Après la mort de Simplicius et durant 250 ans notre Tradition continua à exister en secret avec très peu d'activité visible. 
 

BYZANCE

Léon Sophos (820- ?) (né vers 820. Devint Archevèque de Thessalonique. Il fonda une école de l’Ordre en 840. Retourna à Constantinople en 843, après la mort de Théophile en 842. Il y resta 30 ans.)

(C’est Al-Mamoun qui le fit connaître à Théophile (829-842) Empereur byzantin.)

A noter l’influence de L’Empereur Constantin (867-886) (petit-fils de Basile qui fut lui-même reçu à l’Académie de Magnaure à 22 ans.)

Michel Psellus (1018-1079) (Il a de nombreux élèves de toute nationalité. Il es remplacé par 5 responsables.)

Jean Italos (Disciple de Psellus et surnommé " le Premier des Philosophes ". Frappé d’anathème en 1089.)

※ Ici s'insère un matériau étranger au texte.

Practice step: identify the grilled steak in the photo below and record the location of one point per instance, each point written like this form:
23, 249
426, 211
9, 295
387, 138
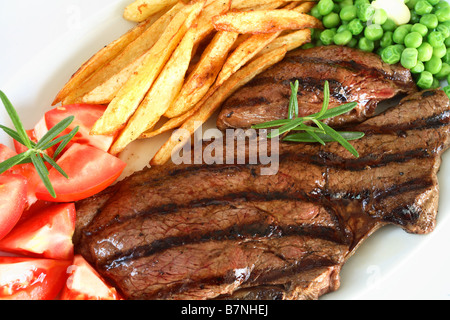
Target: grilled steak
353, 75
228, 232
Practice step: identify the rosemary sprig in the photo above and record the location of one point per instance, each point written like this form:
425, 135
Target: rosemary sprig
321, 132
36, 150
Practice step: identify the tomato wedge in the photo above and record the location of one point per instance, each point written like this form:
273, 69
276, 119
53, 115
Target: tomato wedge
84, 283
85, 117
34, 134
31, 279
47, 234
90, 171
13, 199
26, 170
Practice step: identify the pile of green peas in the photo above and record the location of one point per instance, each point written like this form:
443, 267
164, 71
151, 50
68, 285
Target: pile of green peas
422, 45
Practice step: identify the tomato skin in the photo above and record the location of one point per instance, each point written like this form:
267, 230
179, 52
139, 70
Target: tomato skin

Michel d’Ephèse (Disciple de Psellus, a rouvert les cours platoniciens à Constantinople en 1071)

Eustrate de Nicée (Disciple de Jean Italos, reprit le flambeau, mais en 1117 doit cesser son enseignement " visible ".)

Théodore de Smyrne (Egalement disciple de Jean Italos)

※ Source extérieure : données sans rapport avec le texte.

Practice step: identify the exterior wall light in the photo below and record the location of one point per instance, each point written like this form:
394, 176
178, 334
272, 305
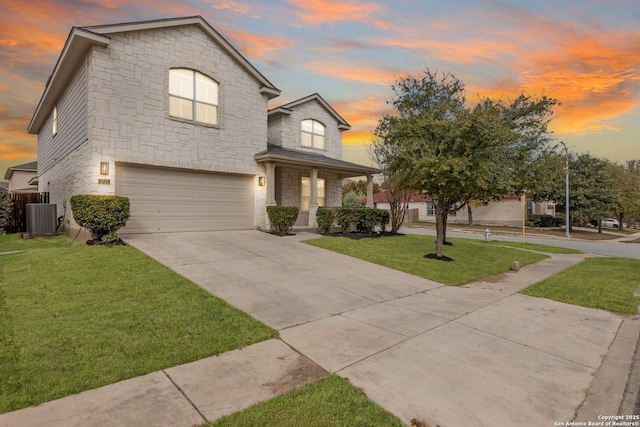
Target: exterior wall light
104, 168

Michel Italikos (Secrétaire d'Eustrate de Nicée, surnommé " le Second Platon ". Il doit fuir Byzance et s’établir en Italie)

Nicéphore Brienne (Successeur de Psellus)

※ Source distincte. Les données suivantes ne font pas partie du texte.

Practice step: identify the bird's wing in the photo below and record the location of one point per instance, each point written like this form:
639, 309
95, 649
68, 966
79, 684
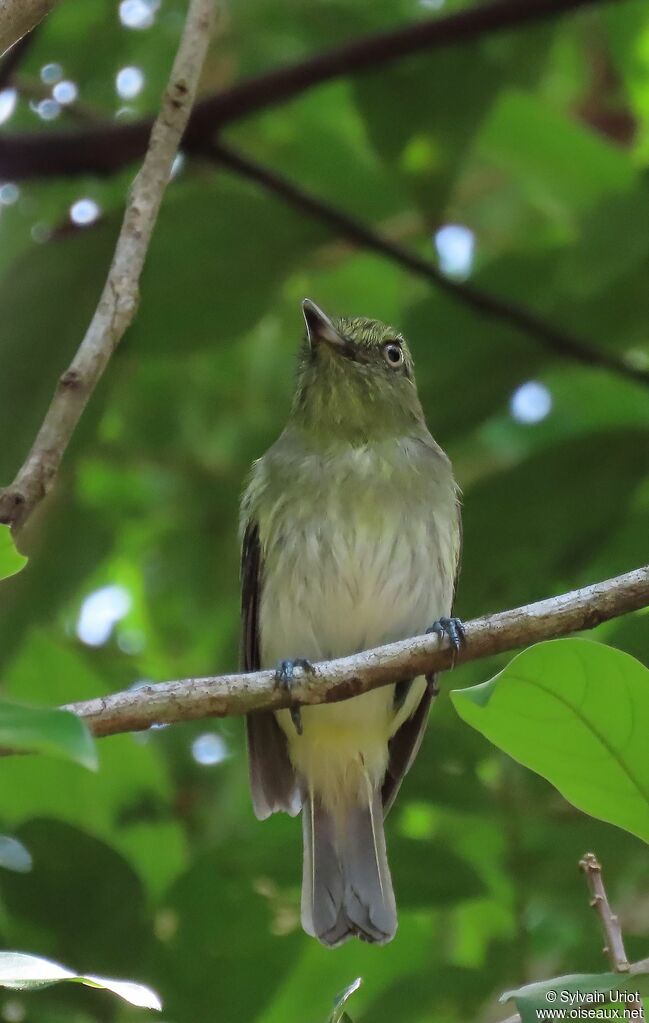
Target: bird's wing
404, 744
272, 782
403, 748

Emanuel Tornicus (Initia Nicetas Achominate)

Nicetas Achominate (Chef de l'Ordre en 1191, qui dut fuir Constantinople en 1204, au moment de la prise de la ville par les croisés, et se réfugier à Nicée, où il mourut.)

Manuel Taronite (Nicée de 1204 à 1261 et dans la Grèce.)

L’Ordre fut protégé par les empereurs Théodore Lascaris (1206 à 1222) et Jean Ducas (1222 à 1254) qui y avaient été admis avant leur avènement au trône.

Georges Acropolite (1217-1282) (Il succède à son prédécesseur Manuel Taronite en 1248 et dirige l'Ordre pendant 34 ans.)

7 Maîtres se succédèrent dont les noms n'ont pour l'instant pu être validés. 

Manuel Chrysoloras (1355-1415) (Neveu d’un Imperator de ce nom, fut envoyé par l’Empereur Manuel II Paléologue (1391 à 1495), vers les princes de l’Occident. Il resta en Italie.)

Georges Gémiste Pléthon (1385-1452) (Chef de l'Ordre autour de 1405). Il animait le Cercle de l'Ordre dans la ville de Mistra située dans le Péloponèse. Il se rendit en Italie à l'occasion d'un Concile réunissant les Églises d'Orient et d'Occident. Il eut plusieurs rencontres privées avec Cosme de Medicis. Celui-ci l'aida à fonder une nouvelle Académie Platonicienne dans cette ville. Cosme de Medicis nomma à sa tête Marsilio Ficino. Pléthon se retira ensuite en 1441 à Mistra, près de Sparte. Ce dernier traduisit en latin les œuvres de Platon, les Enneades de Plotin, et d’autres travaux de néoplatoniciens.

Le groupe qui travailla dans la Villa Careggi fut initié par Pléthon aux Mystères de la tradition néoplatonicienne, à la théurgie et aux cultes traditionnels de l'hellénisme. Ce fut la première renaissance de cette antique tradition.

Notre tradition vient de cette très ancienne lignée de Maître et initiés. tous furent un lien vivant, nous ayant transmit ces mystères initiatiques.